In this lecture, we derive and analyze Newton’s method which is an example of a second-order optimization method and has its origins in finding roots of functions. We argue that Newton’s method can be seen as gradient descent on a Hessian manifold, which then motivates an affinely invariant analysis of its convergence.
Primal Path Following Interior Point Methods
In this lecture, we build on Newton’s method and its convergence presented in the previous lecture to derive a polynomial time algorithm for Linear Programming. Key to the reduction from constrained to unconstrained optimization is the notion of barrier functions and the corresponding central path.
Variants of the Path Following Interior Point Method and Self-Concordance
In this lecture, we present various generalizations and extensions of the path following IPM which we have introduced in the previous lecture for the case of Linear Programming. As an application, we derive a fast algorithm for the minimum cost flow problem. Subsequently, we introduce the notion of Self-Concordance and present various barrier functions such as Vaidya’s barrier function, Lee-Sidford’s barrier function, and the Canonical barrier function.
Cutting Plane and Ellipsoid Methods for Linear Programming
In this lecture, we introduce a class of cutting plane methods for convex optimization and present an analysis of a special case of it: the ellipsoid method.
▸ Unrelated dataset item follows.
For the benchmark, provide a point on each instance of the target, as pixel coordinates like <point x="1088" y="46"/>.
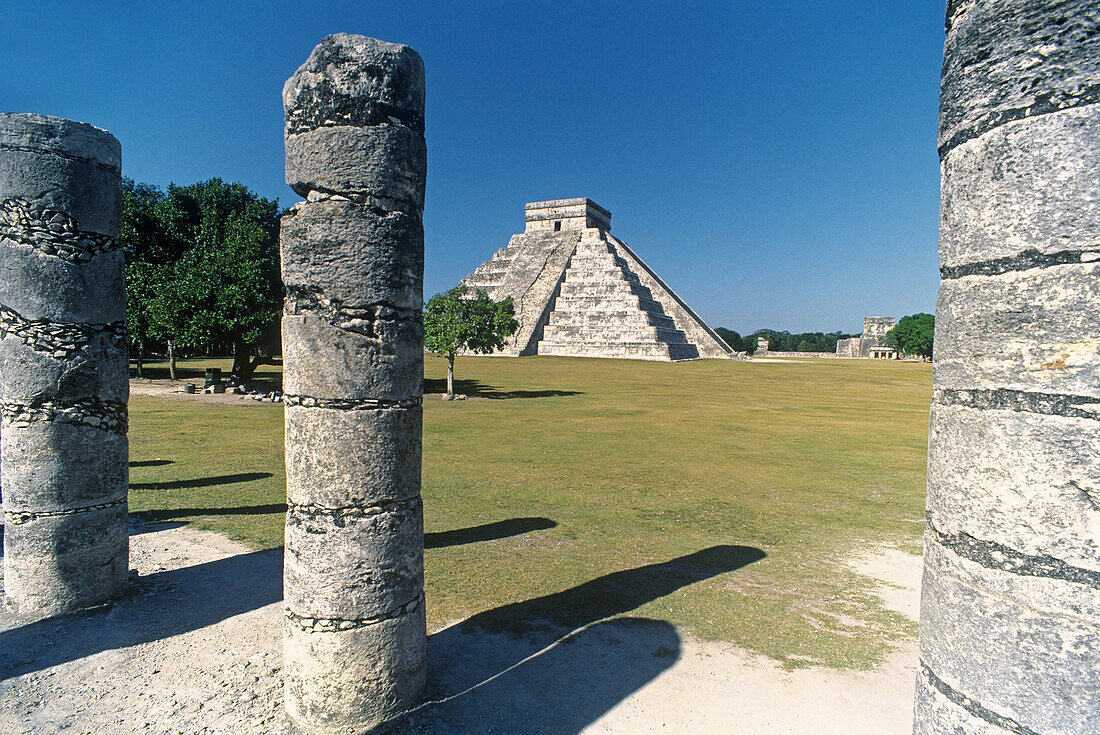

We then show how to use this ellipsoid method to optimize linear programs with exponentially many constraints when only the separation oracle is provided. Examples include the matching polytope for general graphs and matroid polytopes.
Convex Programming using the Ellipsoid Method
In this lecture, we show how to adapt the Ellipsoid method to solve more general convex programs other than linear programming. This allows us to give a polynomial time algorithm for submodular minimization and apply it to the problem of computing maximum entropy distributions. Submodular minimization allows us, in turn, to obtain separation oracles for matroid polytopes. We end with faster variants of the Ellipsoid method due to Vaidya and Lee-Sidford-Wong.
Beyond Convexity: Geodesic Convexity and Optimization
Sometimes, functions that are non-convex in the Euclidean space turn out to be convex if one introduces a suitable metric on the space and redefines convexity with respect to the straight lines (“geodesics”) induced by the metric. Such a function is called “geodesically convex” and, when a function has this property and how to optimize over it, is not well-understood. This lecture introduces geodesic convexity and presents applications to certain non-convex matrix optimization problems.